Tecnologie verdi: cosa sono le fattorie verticali?

L’impellente necessità di rendere tutto ciò che si può in qualcosa di più sostenibile sta portando a diverse innovazioni in tutti i campi, compreso quello della tecnologia, in cui si parla di tecnologie verdi. Con questo termine si indicano tutte quelle tecnologie che sono volte a ridurre, o addirittura azzerare, le emissioni di anidride carbonica, di gas serra e l’utilizzo di agenti inquinanti. Una delle invenzioni più interessanti che nascono proprio dall’incontro tra la tecnologia e il tema della sostenibilità è quella delle fattorie verticali.

L’idea di realizzare delle fattorie verticali venne per la prima volta al professore di Microbiologia e Salute Pubblica della Columbia University di New York, Dickson Despommier, il quale iniziò a progettarle già negli anni ’90. La sua intenzione era quella di trovare una soluzione all’aumento del fabbisogno mondiale come conseguenza della naturale crescita demografica che va però in contrasto con la sempre maggiore scarsità di risorse disponibili. Ma in cosa consistono le fattorie verticali e in che modo potrebbero tornare utili in questo senso?

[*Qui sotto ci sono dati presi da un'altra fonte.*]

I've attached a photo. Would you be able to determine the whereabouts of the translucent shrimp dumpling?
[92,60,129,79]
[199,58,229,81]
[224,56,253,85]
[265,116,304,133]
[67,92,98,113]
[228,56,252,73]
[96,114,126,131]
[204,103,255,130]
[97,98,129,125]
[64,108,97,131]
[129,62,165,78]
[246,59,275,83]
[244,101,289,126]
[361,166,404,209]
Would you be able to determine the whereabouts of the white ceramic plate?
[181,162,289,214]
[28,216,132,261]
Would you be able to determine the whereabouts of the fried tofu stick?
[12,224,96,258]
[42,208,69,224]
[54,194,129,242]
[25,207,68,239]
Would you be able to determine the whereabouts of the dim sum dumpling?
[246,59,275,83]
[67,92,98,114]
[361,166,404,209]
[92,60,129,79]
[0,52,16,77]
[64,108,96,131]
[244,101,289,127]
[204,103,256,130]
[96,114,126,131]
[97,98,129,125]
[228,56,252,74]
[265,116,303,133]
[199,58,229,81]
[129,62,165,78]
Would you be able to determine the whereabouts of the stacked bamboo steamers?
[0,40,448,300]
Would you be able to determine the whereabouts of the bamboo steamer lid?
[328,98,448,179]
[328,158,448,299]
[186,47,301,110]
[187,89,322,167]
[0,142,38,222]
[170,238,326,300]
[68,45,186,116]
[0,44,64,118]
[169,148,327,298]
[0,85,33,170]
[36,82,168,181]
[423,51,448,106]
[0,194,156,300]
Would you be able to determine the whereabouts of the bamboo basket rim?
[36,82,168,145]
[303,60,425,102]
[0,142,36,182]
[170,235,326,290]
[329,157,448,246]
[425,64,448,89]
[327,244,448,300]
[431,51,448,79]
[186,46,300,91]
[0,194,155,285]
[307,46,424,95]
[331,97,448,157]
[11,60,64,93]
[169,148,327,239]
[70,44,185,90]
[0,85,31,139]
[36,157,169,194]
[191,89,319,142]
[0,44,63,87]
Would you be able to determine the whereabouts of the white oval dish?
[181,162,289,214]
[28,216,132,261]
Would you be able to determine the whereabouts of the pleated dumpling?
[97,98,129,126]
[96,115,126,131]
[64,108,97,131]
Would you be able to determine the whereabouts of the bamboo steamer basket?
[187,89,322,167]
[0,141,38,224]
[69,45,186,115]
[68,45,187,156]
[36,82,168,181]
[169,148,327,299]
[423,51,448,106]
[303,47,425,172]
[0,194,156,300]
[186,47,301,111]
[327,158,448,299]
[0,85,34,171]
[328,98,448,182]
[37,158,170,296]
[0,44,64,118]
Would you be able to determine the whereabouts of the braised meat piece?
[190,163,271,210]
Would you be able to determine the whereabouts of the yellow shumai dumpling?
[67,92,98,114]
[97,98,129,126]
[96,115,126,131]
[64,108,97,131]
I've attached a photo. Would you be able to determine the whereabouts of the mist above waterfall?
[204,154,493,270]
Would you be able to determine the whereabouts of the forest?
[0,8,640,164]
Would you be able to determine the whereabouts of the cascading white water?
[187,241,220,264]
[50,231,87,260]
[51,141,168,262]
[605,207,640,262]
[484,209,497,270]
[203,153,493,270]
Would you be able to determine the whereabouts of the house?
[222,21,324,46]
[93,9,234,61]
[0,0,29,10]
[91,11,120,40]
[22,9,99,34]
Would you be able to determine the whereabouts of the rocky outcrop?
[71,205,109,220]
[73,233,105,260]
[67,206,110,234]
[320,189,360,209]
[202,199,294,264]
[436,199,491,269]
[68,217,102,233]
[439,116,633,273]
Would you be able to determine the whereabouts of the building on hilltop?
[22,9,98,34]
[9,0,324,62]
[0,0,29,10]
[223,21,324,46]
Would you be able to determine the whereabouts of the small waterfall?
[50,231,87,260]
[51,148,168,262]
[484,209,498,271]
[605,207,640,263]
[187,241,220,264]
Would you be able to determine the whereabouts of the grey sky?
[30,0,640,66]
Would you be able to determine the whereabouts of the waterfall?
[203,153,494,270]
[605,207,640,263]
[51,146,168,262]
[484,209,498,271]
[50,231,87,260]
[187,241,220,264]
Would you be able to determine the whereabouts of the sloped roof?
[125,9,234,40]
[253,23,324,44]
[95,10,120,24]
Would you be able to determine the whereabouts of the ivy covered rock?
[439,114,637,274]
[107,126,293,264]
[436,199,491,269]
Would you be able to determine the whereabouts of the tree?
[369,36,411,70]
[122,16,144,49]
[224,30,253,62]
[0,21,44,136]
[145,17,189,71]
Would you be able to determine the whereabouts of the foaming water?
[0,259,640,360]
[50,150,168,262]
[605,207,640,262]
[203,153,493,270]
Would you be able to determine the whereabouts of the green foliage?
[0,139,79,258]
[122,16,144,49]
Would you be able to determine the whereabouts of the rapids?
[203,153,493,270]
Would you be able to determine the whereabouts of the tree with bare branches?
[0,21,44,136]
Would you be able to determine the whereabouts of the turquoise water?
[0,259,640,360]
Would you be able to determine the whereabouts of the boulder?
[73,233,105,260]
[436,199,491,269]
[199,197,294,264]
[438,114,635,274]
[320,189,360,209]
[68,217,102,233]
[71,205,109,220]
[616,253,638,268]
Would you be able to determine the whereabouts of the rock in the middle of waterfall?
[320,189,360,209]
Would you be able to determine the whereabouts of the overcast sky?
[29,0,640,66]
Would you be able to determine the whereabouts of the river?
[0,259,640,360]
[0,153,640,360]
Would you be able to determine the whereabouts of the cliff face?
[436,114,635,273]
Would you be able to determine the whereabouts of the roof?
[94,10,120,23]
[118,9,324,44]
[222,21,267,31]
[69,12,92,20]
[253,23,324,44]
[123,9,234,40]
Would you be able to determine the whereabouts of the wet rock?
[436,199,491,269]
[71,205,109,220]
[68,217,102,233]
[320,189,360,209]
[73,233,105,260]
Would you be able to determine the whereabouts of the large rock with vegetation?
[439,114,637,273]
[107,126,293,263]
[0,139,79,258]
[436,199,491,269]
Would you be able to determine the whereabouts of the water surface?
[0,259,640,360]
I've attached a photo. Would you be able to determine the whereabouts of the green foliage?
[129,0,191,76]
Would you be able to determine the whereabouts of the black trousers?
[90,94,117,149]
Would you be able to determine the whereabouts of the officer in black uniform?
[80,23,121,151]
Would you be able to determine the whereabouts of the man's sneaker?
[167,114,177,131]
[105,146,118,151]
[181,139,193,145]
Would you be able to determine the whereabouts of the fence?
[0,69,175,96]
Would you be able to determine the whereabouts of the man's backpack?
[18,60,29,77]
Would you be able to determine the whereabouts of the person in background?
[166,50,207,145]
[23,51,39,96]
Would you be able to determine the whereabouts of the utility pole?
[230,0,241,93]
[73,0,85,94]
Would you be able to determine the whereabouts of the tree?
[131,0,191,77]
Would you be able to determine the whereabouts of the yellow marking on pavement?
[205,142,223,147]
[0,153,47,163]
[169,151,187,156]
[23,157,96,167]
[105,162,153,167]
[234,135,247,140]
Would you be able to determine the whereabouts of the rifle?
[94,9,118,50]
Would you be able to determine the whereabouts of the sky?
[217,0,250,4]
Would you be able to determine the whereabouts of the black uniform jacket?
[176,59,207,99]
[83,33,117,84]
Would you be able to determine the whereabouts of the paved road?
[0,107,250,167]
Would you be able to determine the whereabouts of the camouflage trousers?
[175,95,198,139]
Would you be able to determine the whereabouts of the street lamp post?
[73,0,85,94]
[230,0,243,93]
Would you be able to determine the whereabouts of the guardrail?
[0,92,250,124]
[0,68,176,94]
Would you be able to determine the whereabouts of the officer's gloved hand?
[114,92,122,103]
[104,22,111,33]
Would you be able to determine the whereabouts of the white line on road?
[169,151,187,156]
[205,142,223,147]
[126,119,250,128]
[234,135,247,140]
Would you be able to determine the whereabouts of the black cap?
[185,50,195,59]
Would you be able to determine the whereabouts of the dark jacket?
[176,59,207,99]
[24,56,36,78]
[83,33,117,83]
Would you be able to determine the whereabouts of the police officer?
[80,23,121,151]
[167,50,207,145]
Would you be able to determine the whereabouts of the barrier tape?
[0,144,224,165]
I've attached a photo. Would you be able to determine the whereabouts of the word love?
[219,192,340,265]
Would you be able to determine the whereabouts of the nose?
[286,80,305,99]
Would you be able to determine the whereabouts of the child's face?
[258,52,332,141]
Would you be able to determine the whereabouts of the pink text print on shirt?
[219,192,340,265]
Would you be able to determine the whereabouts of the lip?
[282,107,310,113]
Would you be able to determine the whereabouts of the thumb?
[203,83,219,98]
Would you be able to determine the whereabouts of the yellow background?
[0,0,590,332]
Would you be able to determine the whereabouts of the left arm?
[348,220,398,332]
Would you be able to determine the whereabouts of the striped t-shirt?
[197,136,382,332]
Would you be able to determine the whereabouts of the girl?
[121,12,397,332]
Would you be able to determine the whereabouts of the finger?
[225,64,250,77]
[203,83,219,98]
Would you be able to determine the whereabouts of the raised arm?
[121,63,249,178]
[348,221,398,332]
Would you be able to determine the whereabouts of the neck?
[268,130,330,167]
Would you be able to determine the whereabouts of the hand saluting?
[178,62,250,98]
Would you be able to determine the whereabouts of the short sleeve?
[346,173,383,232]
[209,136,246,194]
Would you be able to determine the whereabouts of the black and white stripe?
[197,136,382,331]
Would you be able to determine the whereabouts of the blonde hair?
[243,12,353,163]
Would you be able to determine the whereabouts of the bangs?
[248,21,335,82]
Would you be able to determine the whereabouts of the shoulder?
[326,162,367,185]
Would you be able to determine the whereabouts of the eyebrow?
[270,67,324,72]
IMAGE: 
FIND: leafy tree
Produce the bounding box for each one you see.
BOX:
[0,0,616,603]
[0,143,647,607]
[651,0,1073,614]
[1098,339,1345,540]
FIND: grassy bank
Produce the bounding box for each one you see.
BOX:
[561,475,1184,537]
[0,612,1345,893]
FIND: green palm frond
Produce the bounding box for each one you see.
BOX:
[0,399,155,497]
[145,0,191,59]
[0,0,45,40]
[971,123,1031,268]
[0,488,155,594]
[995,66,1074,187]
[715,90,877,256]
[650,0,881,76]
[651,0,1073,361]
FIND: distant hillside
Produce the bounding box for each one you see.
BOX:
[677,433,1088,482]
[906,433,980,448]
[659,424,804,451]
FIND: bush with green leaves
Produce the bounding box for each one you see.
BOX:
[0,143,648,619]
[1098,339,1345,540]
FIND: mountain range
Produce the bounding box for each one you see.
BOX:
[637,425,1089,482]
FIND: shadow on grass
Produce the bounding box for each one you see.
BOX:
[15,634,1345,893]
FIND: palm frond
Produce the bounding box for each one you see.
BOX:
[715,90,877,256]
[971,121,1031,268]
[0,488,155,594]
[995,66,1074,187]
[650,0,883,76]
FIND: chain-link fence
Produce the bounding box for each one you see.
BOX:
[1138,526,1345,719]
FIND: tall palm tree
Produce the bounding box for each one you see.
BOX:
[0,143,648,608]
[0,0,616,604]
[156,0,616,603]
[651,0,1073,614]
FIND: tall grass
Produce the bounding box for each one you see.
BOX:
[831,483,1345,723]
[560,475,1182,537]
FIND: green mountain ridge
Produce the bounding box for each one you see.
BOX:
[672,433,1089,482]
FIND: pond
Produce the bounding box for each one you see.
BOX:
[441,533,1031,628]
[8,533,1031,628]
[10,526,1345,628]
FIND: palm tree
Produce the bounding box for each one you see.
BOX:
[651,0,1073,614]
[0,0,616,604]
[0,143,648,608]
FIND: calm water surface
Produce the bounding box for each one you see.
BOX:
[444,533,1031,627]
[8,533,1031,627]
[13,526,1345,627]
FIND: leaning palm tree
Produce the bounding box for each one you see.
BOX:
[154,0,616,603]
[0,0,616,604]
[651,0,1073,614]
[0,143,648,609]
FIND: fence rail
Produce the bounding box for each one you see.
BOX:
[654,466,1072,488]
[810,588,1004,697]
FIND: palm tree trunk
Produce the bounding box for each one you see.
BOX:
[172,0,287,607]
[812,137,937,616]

Le vertical farm, (questo è il loro nome originale), sono dei centri di autoproduzione di cibo. Sono delle vere e proprie fattorie che si sviluppano in altezza, all’interno di edifici e grattacieli che possono sia essere adibiti interamente a questo scopo, sia essere utilizzati in parte come abitazioni e in parte come fattorie. Al loro interno, grazie all’impiego di tecnologie, vengono ricreate le condizioni ambientali adatte per far crescere diverse tipologie di piante e di ortaggi. Rispetto all’agricoltura tradizionale, questa innovativa forma di coltivazione richiede quantità nettamente inferiori di acqua, fertilizzante e, ovviamente, spazio.

Dal momento in cui si tratta di ambienti chiusi, un elemento fondamentale è l’illuminazione artificiale, attraverso le lampade a led. Queste vengono alimentate o con sistemi di energie rinnovabili, come dei pannelli solari posizionati sul tetto o le pale eoliche, oppure con dei sistemi che convertono gli scarti vegetali della raccolta in energia. L’acqua utilizzata per annaffiare le piante è acqua di scarico che, attraverso un processo naturale, viene depurata dalle piante e si trasforma in acqua potabile. Questo metodo prende il nome di coltivazione idroponica.

In alcune delle ultime vertical farm realizzate, come quella realizzata a Copenhagen dalla Nordic Harvest e dalla YesHealth Group, (e che tra l’altro è destinata a diventare la fattoria verticale più grande d’Europa), hanno implementato ancora di più l’utilizzo delle tecnologie. I semi delle piante vengono infatti piantati da piccoli robot su ruote, mentre vari parametri, come l’intensità della luce necessaria, sono controllati e monitorati da un software intelligente collegato a dei sensori.

Quali sono quindi i vantaggi?

Oltre alla ridotta quantità di acqua di cui già si è parlato (si parla di un risparmio di circa il 90%), le fattorie verticali si sviluppano in ambienti controllati e dotati di purificatori di aria che quindi impediscono agli agenti inquinanti normalmente presenti nell’aria di contaminare il cibo. Inoltre, non c’è bisogno di utilizzare pesticidi o erbicidi, annullando del tutto la possibilità di trovare sostanze nocive all’interno dei prodotti coltivati. Infine, sono prodotti a kilometro zero.